Comment From: sonali-kumari1
Hi @ILCSFNO -
Thanks for pointing this out. I tested you code with latest version of keras(3.11.3) and confirmed that memory usage for hard_sigmoid is slightly higher than that of sigmoid.

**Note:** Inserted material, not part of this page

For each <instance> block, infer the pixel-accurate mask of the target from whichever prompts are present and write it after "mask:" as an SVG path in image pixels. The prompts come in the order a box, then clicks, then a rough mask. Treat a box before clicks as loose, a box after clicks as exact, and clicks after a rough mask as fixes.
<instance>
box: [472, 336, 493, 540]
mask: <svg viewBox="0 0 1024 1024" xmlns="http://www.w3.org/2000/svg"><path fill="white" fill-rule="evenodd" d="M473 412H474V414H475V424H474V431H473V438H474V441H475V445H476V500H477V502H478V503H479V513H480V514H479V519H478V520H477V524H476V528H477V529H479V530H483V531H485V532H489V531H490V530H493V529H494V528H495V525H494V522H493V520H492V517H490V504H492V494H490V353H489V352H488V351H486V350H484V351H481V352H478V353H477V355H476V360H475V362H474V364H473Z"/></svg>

To understand this difference, I printed the computational graph of both activations:
sigmoid function:
['Placeholder', 'Const', 'Const', 'Const', 'Fill', 'Const', 'Const', 'Fill', 'Const', 'Const', 'Const', 'StridedSlice',
'Const', 'Transpose', 'Const', 'Const', 'TensorListReserve', 'Const', 'TensorListFromTensor', 'Const', 'Const',
'Const', 'StridedSlice', 'Placeholder', 'ReadVariableOp', 'MatMul', 'Placeholder', 'ReadVariableOp', 'MatMul',
'AddV2', 'Placeholder', 'ReadVariableOp', 'AddV2', 'Const', 'Split', 'Sigmoid', 'Sigmoid', 'Mul', 'Tanh', 'Mul', '
AddV2', 'Sigmoid', 'Tanh', 'Mul', 'Const', 'Const', 'TensorListReserve', 'Const', 'Const', 'Const', 'Const',
'Const', 'Range', 'Const', 'Max', 'Const', 'While', 'Const', 'TensorListStack', 'Const', 'Const', 'Const', '
StridedSlice', 'Const', 'Transpose', 'Identity', 'NoOp']
hard_sigmoid function:
['Placeholder', 'Const', 'Const', 'Const', 'Fill', 'Const', 'Const', 'Fill', 'Const', 'Const', 'Const', 'StridedSlice',
'Const', 'Transpose', 'Const', 'Const', 'TensorListReserve', 'Const', 'TensorListFromTensor', 'Const', 'Const',
'Const', 'StridedSlice', 'Placeholder', 'ReadVariableOp', 'MatMul', 'Placeholder', 'ReadVariableOp', 'MatMul',
'AddV2', 'Placeholder', 'ReadVariableOp', 'AddV2', 'Const', 'Split', 'Const', 'AddV2', 'Relu6', 'Const', 'RealDiv',
'Const', 'AddV2', 'Relu6', 'Const', 'RealDiv', 'Mul', 'Tanh', 'Mul', 'AddV2', 'Const', 'AddV2', 'Relu6', 'Const',
'RealDiv', 'Tanh', 'Mul', 'Const', 'Const', 'TensorListReserve', 'Const', 'Const', 'Const', 'Const', 'Const', 'Range',
'Const', 'Max', 'Const', 'While', 'Const', 'TensorListStack', 'Const', 'Const', 'Const', 'StridedSlice', 'Const',
'Transpose', 'Identity', 'NoOp']
The difference here is sigmoid uses direct sigmoid operation but hard_sigmoid uses multiple ops like Relu6, RealDiv for piecewise linear approximation of the sigmoid activation. This likely expands the computational graph for hard_sigmoid function, leading to more intermediate tensors and slightly high memory usage.